Jesus is saying that his followers don’t need to be stuck in death, not forever. He’s not a wall, completely cutting people off from one another until the end of time. He isn’t a door, blocking access until someone else gives the okay. He’s a pathway, something that offers connection despite separation.

Separation is something we’re all intimately familiar with right now. The stay-at-home order, although adjustments are coming, has been extended once again. It’ll likely be another month or two before many of us will be able to get together in person. Physically, we’re still separated, still isolated, and much like death itself, still effectively parted from one another.

But at the same time, we’re alive. The world has ended. Things are unlikely to go back to the way they used to be. But despite the changes and upheaval, despite the genuine loss and destruction COVID-19 has brought us, somehow, we’re still connected. Somehow we’re still alive to one another. In some ways, in having to rethink how we meet as a church, in having to change the way we communicate, I think we’ve actually become stronger together.

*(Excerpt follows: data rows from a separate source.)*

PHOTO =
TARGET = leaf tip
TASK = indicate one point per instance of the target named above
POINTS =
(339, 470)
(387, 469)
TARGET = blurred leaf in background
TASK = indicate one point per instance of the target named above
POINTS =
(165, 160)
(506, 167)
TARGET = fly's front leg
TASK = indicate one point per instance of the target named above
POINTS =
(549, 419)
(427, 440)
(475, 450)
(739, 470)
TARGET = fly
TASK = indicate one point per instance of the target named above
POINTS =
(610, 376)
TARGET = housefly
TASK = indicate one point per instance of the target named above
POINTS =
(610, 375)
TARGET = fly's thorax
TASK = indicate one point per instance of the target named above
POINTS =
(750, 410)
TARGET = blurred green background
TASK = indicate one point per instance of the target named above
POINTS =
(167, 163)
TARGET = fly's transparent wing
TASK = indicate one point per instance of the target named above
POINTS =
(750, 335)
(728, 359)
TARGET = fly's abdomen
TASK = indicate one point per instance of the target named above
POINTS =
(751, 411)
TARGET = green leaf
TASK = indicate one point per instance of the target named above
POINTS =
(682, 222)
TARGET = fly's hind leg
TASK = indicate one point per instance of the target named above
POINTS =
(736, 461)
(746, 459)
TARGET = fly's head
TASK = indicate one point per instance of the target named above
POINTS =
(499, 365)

How frequently were you able to get together with friends from church before? Once or twice a week at most? Now we have the option of interacting daily. Instead of holding in our concerns or joys to share on Sunday morning, we’re able to express those things to one another through livestreamed Morning Prayer and Evening Prayer on Zoom. We’ve been able to share our church services with loved ones scattered not only across the country, but around the world. In our current separation, in a time when life’s circumstances have created a seemingly insurmountable wall between us, Jesus, through some smart thinking and ingenuity on the part of his people, has been able to keep us together. In a global crisis defined by exclusion and sacrifice, Jesus has opened up an unexpected doorway for continuing connection and even broader inclusion. He’s showing us yet another pathway to new and abundant life.

[1] John 10:11

[2] Gnosticism is actually a broad category of erroneous teachings all grouped around the concept of secret or insider knowledge as the path to Divinity. https://www.dictionary.com/browse/gnosticism?s=t

[3] https://en.wiktionary.org/wiki/%CE%B3%CE%BD%E1%BF%B6%CF%83%CE%B9%CF%82#Ancient_Greek

[4] The Feast of St. Athanasius: http://lectionarypage.net/LesserFF/May/Athanas.html

[5] Matthew 10:27

[6] See Thayer’s Greek Lexicon entry b at https://biblehub.com/greek/2374.htm.

[7] https://en.wiktionary.org/wiki/%E1%BC%80%CE%BD%CE%BF%CE%AF%CE%B3%CF%89

[8] See https://en.wikipedia.org/wiki/Lions%27_Gate and https://blog.israelbiblicalstudies.com/holy-land-studies/where-is-the-gate-of-the-sheep/

[9] There are some intriguing linguistic details John also uses to connect the man’s expulsion with Jesus’ words here, but that probably needs to wait for another sermon.